For the first time, Ingram Micro showcased multi-vendor solutions at the technology fair of its VentureTech Network Spring Invitational conference in New Orleans. The distributor had pavilions for four solutions: unified communications, data capture/point of sale, digital signage and data protection. Manning the booths with experts from its own solutions centers in Santa Ana, Calif., and Williamsville, N.Y. Kirk Robinson, vice president of channel marketing, North America, said Ingram Micro is using this event as a pilot and hopes to show many more solutions at its Fall invitational in San Diego.

Chris Butler, vice president of consulting services at Northwest Computer Support (right), a Tukwila, Wash.-based solution provider, chats with David Hettrick, a technical support engineer for Ingram Micro about the unified communications solutions.

"[Showing multi-vendor solutions] is beneficial for selling to SMB. We rely on multi-vendor solutions. With individual booths, you don't get to see the big picture," Butler said.

The distributor was showing a Polycom USB phone hooked up to a Hewlett-Packard notebook, as well as a Cisco hard phone, a Cisco soft phone and products from Cisco's Unified Communications 500 series.

Daryl Schuster, business development manager within Ingram Micro's data capture/POS division (left), talks point of sale with Marcia Jones, sales manager at Renick Corp., a Houston-based solution provider. Renick said one of her clients, a restaurant chain, needs a POS solution and she was scoping out possible offerings.

Ingram Micro's Jay Giron, a technical support engineer with Ingram's data capture/POS dievision, shows off an HP POS solution that included a cash drawer, rp5700 PC and receipt printer by the vendor, as well as an touchscreen display by ELO TouchSystems, a scanner by Metrologic and a PIN pad by Ingenico.

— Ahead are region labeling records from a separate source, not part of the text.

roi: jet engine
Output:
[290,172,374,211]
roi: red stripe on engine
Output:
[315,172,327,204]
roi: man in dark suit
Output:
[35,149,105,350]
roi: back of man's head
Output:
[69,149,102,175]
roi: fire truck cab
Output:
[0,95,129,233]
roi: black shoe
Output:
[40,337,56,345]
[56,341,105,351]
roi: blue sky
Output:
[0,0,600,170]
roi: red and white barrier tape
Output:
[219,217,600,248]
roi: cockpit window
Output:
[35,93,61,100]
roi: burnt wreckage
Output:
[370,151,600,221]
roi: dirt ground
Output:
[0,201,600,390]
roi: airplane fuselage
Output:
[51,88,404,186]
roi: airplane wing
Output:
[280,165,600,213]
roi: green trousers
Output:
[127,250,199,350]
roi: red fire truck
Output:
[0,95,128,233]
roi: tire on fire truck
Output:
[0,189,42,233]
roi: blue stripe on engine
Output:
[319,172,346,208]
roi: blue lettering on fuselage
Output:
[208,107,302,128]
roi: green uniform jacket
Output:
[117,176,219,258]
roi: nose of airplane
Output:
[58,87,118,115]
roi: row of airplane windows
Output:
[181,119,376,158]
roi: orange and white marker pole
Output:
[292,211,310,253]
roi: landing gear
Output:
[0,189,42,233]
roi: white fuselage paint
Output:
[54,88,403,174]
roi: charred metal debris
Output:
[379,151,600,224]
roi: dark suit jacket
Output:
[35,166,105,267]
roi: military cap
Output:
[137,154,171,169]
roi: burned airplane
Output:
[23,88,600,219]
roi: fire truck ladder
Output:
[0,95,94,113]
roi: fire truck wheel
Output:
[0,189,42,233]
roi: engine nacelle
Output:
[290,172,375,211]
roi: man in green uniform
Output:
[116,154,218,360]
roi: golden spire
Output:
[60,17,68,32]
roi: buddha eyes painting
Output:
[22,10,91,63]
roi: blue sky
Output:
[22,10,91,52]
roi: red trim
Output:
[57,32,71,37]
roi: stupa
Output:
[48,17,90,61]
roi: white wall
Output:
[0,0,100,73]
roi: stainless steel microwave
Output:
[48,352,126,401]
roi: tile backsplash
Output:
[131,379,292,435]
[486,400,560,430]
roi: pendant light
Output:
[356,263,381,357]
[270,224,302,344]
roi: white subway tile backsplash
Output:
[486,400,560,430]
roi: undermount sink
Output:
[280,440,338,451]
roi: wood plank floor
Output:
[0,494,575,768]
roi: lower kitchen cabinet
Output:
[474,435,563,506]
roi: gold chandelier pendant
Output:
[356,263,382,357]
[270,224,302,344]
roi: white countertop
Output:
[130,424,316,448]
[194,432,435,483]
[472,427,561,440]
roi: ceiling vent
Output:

Jim Perrier, president of Universal Data, a New Orleans-based VAR (right), inquires about digital signage solutions with Ingram Micro staff. "This gives us a real opportunity to see the whole solution in a short amount of time," Perrier said of the multi-vendor booth. "We're trying to figure out whether digital signage fits in with our business and what we would be able to support."

In addition to the solutions on hand, Ingram Micro was trying to drum up support for its solutions centers, where VARs can build and test multi-vendor solutions and also bring in customers to demonstrate the solutions.

An NEC monitor displays a Web-based content management application by Rise Vision, which incorporates real-time news and scores, along with customized content for individual customers.

Ted Wiseman, a channel account consultant for Hitachi Data Systems (left), and Akbar Fazli, a solutions center engineer for Ingram Micro, were on hand to answer questions about data protection. The distributor demonstrated solutions that included Hitachi, HP and Cisco products.

"It all ties into how protection doesn't just use hardware or software by itself," Fazli said.